Let’s take a look at some of the almost-unicorns emerging. Think of them as stallions carving out their niche in a fairytale land, before being crowned with unicorn status. Surprise surprise: there are two Indonesian-based stallions to keep a watchful eye on. Firstly, Cashcash is an app that recommends and distributes financial products has recently closed a multi-million dollar series A round. Another innovative Indonesian-headquartered company specialising in FinTech, Akulaku has raised a total of $120 million in over six rounds. Singapore-based, Airtrunk is another one to watch, a tech company powering and operating hyperscale data centres, Airtrunk has recently raised $618 million to expand Australian Data Centers and enter new markets in Asia.
We’ve seen who the key unicorns and stallions are and what they do, but there wouldn’t be any without a band of loyal and prolific unicorn hunters racing behind.

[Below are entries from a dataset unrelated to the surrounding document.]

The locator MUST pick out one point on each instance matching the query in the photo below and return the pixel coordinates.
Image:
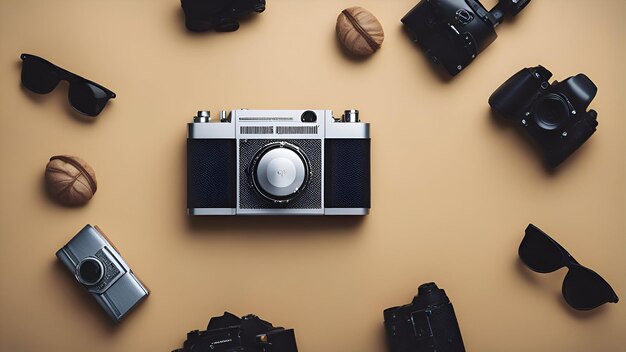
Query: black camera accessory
(583, 288)
(428, 324)
(554, 115)
(229, 333)
(220, 15)
(454, 32)
(85, 96)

In terms of sheer cash burnt, a multinational investment holding conglomerate, Tencent Holdings and venture capital firm, Sequoia Capital China are the top unicorn hunters. Other notable investors include DST Global, Qiming Venture Partners, Softbank Group, Tiger Global Management, Alibaba Group, GGV Capital, Ant Financial, and China International to name a few. For a tech company, there are at least, three main advantages of being backed by one of these unicorn hunters: the possibility of selling out to them eventually, the establishment of a symbiotic relationship and, more importantly, the opportunity of tapping into huge ecosystems and customer bases.
But getting to that benchmark of one billion dollars, is not without its unique challenges. Despite the shift in a number of investments into innovative companies in Asia, the US still has the most unicorns in the world. The saving grace is that the US’s share has decreased by 7% since May 2017, as Asia has gained momentum. Another challenge is the amount of cash that needs to be burnt to create new services and products to remain relevant. For example, Beijing-headquartered bike-sharing unicorns Mobike and Ofo are estimated to be burning through an aggregate $75 million a month to battle each other for rides.

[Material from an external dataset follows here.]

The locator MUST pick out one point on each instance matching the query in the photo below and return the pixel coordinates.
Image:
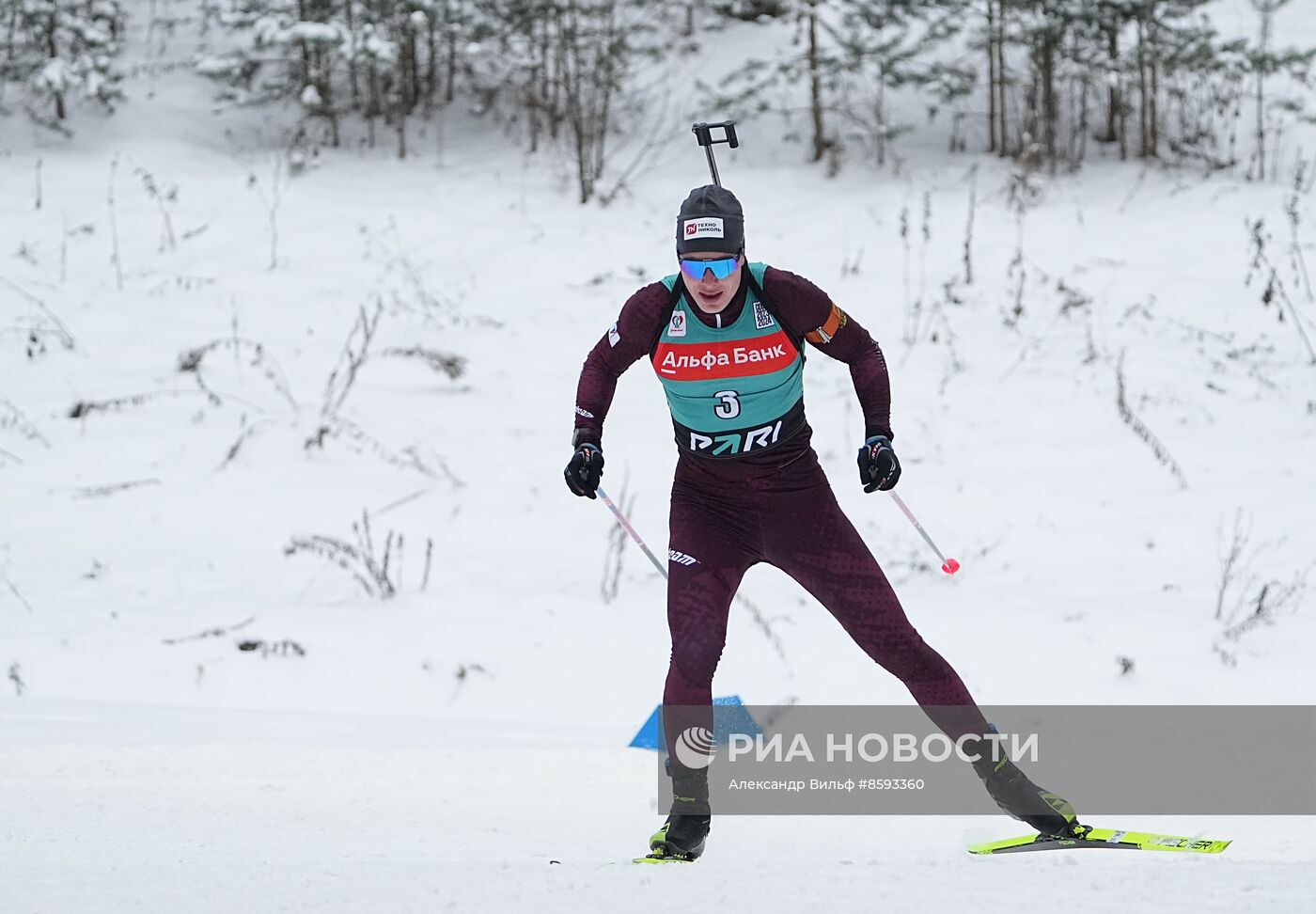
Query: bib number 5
(729, 406)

The opportunities far outweigh the challenges though, the main one being caught up with the US. However, with Asia’s continued creation of user-centric products and services it should not be long before the gap between the US and Asia closes. Unicorns in Asia are revolutionising everything from the way we move day-to-day, to the way we shop or the way we order food combined with investment with the same fervour and enthusiasm, it should not be long. In the coming year, not only can we expect to see more unicorns coming together to invest in mutually beneficial startups flourishing in the region, but also the stallions upgrading to well-earned unicorn status.